In 1994 there was a magazine called Science Fiction Universe and the first issue had a cover story stating that the next Star Wars trilogy was only three years away.

Someone please correct me if I’m wrong, but the 1995 Faces/THX vhs of the OT was literally advertised as “The Original Version, One Last Time.” For whatever reason, I don’t think I’d put it together that it meant George would be making changes to the films.

In November of 1996 I saw Star Trek: First Contact on opening night (with vfx by John Knoll!) while my mom took my sister to see Jingle All The Way, which of course co-starred Jake Lloyd not long before he would be cast as a young Anakin.

When we met up in the parking lot afterwards, they mentioned that they saw a preview in front of Jingle All The Way announcing that the Star Wars movies were going to be released in theaters again starting in January.

This was news to me.

I also vaguely remember them saying something about there being new special effects, and at some point in January I very clearly remember seeing an ad on tv with the “praxis shockwave” added to the Death Star explosion.

Anyway, I remember my mom taking me to see ANH on opening weekend. Maybe one or two of my friends was with me. I somehow didn’t notice the change to the Han/Greedo scene until almost a year later watching it on letterboxed vhs. The newly added Jabba scene kinda overshadowed it anyway. I always loved how funny and goofy and cartoony this cg Jabba looked and kinda missed it when the model was redone for the dvd in 2004.

My mom took me to see Empire a week or so after it opened in late February. It was during the week, so it was a much different experience than the huge crowd for ANH.

The thing that still sticks out in my memory about RotJ, which I saw with some friends on opening weekend in mid March, was how LOUD Luke’s lightsaber was. I was eleven (closer to twelve) and had seen the movies multiple times either on USA Network or on vhs, so pretty much all of the changes were noticeable to me. The new piece of music John Williams wrote for the ending felt much more epic and went along well with the sweeping new Galactic Celebration montage.
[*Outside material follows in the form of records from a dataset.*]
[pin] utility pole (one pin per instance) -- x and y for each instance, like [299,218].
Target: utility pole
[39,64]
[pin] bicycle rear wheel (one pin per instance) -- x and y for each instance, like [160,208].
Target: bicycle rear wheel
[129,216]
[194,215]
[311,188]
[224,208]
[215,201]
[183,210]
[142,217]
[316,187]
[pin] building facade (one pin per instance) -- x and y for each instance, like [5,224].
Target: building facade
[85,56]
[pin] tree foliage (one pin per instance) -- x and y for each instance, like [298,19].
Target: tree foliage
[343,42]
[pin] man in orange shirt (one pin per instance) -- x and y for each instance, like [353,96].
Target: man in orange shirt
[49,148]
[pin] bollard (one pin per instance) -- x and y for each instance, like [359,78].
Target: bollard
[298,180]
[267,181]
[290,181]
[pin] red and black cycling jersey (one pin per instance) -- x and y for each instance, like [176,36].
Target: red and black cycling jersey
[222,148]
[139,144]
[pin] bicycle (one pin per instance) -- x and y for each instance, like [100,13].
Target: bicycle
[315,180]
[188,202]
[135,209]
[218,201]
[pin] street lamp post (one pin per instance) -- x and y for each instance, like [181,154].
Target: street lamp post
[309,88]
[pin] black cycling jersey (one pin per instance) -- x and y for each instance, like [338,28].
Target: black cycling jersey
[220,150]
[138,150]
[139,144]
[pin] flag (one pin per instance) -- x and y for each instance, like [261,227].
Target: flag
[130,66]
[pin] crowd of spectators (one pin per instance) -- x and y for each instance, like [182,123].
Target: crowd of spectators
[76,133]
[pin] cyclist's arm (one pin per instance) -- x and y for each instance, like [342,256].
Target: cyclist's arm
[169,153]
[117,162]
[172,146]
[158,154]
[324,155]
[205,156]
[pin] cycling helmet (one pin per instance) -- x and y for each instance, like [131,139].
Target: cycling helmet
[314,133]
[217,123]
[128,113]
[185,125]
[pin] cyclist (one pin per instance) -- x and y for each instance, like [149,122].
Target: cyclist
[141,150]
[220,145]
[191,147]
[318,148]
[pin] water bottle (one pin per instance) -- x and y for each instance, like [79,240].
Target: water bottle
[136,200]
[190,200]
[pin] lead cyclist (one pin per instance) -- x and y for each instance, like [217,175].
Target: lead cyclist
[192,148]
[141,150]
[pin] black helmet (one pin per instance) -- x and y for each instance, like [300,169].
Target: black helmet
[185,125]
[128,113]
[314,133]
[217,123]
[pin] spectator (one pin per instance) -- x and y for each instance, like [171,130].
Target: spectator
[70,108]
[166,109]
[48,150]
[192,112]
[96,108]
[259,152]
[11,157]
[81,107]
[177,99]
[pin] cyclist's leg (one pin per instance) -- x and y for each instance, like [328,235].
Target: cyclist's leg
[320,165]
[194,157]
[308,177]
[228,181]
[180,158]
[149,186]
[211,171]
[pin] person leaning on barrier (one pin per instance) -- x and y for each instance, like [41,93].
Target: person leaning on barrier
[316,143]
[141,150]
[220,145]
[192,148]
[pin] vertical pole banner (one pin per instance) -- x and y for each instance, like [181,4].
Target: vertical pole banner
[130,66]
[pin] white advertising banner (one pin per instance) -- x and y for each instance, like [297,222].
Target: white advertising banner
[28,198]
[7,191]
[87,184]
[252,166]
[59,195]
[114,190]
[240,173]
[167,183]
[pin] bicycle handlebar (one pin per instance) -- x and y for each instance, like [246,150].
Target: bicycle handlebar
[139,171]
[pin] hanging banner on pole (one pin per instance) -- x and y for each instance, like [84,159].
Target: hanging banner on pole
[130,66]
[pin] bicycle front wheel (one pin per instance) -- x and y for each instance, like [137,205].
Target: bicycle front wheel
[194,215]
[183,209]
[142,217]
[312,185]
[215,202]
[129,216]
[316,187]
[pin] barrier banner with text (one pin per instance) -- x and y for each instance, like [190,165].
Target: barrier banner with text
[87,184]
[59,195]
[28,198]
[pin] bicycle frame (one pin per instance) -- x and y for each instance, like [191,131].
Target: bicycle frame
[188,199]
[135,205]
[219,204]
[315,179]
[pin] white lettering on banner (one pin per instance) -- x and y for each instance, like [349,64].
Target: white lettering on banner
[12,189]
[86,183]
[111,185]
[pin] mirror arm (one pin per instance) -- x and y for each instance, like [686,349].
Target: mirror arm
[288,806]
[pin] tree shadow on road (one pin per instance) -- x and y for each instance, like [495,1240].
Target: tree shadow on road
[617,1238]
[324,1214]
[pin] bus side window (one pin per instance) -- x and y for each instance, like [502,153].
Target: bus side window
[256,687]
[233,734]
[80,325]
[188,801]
Of course, in the years since I’ve come to appreciate and mainly prefer the original versions that much more, maybe because they’ve been suppressed by the very man who created them.

As cool as it was for me as a kid growing up in the 90’s to see these three films I’d known as classics for the very first time on the big screen with updated technology, I think George would’ve done better to leave well enough alone and not change a thing.

But in November of ‘98, as I watched that first teaser for TPM and saw the newer Lucasfilm logo and cg dewbacks and rontos, I got the feeling deep down that the Special Edition was going to be considered the “official” version of the OT going forward.

Still, I never would’ve imagined that George would not only make further revisions (if only logical to make the OT of a piece with the prequels) but also take such a disdainful view of the unaltered versions. The enthusiasm and ingenuity demonstrated by the community on these forums is what brought me here in the first place and I am grateful to have found fellow fans who care about preserving the legacy of this franchise.